Measuring a few well known websites utilizing WebSockets, I get a spectra of anything from 2 KB/sec up to 17 KB/sec of throughput, where 17 is measured from a very active trading site.
With a RTT of 100ms, which is quite high, we would need a retransmission buffer of only 870 bytes.
As a proof-of-concept, we aim for at least a million sockets on this Raspberry Pi 4. With good margins we can select a 2 KB retransmission buffer and still fit in RAM.
There are many options for TCP in the Linux kernel, including various buffer sizes. However, I haven’t been successful in setting very small sizes. It seems there’s been no real reason to support very small buffer sizes, and I don’t blame anyone for it. It makes sense that the Linux kernel will require, in my testing, at least ~4.5 KB per TCP socket.
With this memory footprint, utilizing µWebSockets as server implementation I was only able to establish and keep 789k WebSockets on this Raspberry Pi 4. More than this and I would run out of RAM.
But because I wanted to prove a point, and to experiment with my idea, I wrote a quick and dirty TCP implementation in user space and tested its viability like so:
- The Pi was connected via Ethernet port and cable to my router, which in turn was connected via Ethernet port and cable to my Linux laptop serving as the client.
- The laptop running the Linux kernel TCP implementation established TCP connections to the listening Raspberry Pi 4 in rapid succession.
- Every 16 seconds the Linux laptop would send a “ping” message for every socket, expecting a response within a reasonable time or else failing the test.
- The Raspberry Pi 4 would accept connections and make sure to respond to “pings” in time, measuring maximum latency.
This ran until reaching a million sockets, continuing for about an hour without failure. Here are some statistics:
- Receiving traffic was constant at roughly 3.5–3.8 Mbit/sec, as was the sending traffic. This of course from the constant pinging/responses. One million sockets sending a ping every 16 seconds means 62500 messages every second, in both directions.
- CPU usage of the Raspberry was reported from 60% to 80%. The test ran for about an hour, stable.
- Maximum latency, through the entire test, for every socket, was 2 seconds. Anything slower than 16 seconds would break down, as the next ping would be appended.
- Increasing the ping interval from 16 to 32 seconds brings down the overall maximum latency to less than one second, and everything below 800k connections with 16 seconds ping interval was also below 1 second.
- Reaching one million sockets took roughly 15 minutes, this by making one connection a time. I’m sure this time could be decreased by connecting in batches of 10 instead, but never mind for now.
A million TCP sockets communicating with the Linux kernel over Ethernet cable without issues for an hour, all served from this one Raspberry Pi 4!
While this was an over the top proof-of-concept experiment, I think the overall idea is reasonable. Even using the Linux kernel TCP sockets you may hold an incredible amount of WebSockets using no more than a Raspberry Pi 4, 789k to be exact.

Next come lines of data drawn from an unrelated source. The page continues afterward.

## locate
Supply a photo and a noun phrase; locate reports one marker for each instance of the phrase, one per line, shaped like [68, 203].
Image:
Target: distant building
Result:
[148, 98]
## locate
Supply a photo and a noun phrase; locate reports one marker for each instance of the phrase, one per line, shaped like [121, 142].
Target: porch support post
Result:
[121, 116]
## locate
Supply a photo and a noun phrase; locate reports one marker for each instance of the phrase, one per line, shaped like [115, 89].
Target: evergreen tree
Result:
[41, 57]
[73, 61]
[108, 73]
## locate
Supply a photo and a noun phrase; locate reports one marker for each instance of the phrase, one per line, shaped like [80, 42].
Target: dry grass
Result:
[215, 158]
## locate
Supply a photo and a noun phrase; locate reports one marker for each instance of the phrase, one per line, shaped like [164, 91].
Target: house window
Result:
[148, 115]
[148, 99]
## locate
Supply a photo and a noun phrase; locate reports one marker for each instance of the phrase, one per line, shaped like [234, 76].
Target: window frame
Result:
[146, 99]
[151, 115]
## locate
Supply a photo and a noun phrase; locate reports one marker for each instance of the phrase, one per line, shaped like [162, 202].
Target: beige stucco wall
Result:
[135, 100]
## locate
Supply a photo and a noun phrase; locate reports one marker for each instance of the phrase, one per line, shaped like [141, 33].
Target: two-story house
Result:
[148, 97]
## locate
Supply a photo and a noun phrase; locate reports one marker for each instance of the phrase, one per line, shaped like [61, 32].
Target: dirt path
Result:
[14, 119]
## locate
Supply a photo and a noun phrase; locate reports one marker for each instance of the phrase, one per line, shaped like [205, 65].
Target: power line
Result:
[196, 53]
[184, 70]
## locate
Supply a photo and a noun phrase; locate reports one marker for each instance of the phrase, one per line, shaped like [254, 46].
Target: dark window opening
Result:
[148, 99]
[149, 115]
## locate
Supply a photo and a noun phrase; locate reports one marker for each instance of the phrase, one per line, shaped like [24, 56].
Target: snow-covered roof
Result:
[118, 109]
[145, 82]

Adding TLS to the picture will of course alter the expectations by measurable amounts, but not by a landslide. OpenSSL will require about 30kb per session by default, going down to 12kb with memory savings. WolfSSL as an alternative implementation will bring requirements down to 8kb.
That’s about 12 KB per TLS WebSocket, leaving room for at least quarter of a million on one Raspberry Pi 4!
That’s some serious bang for the buck either way if you ask me.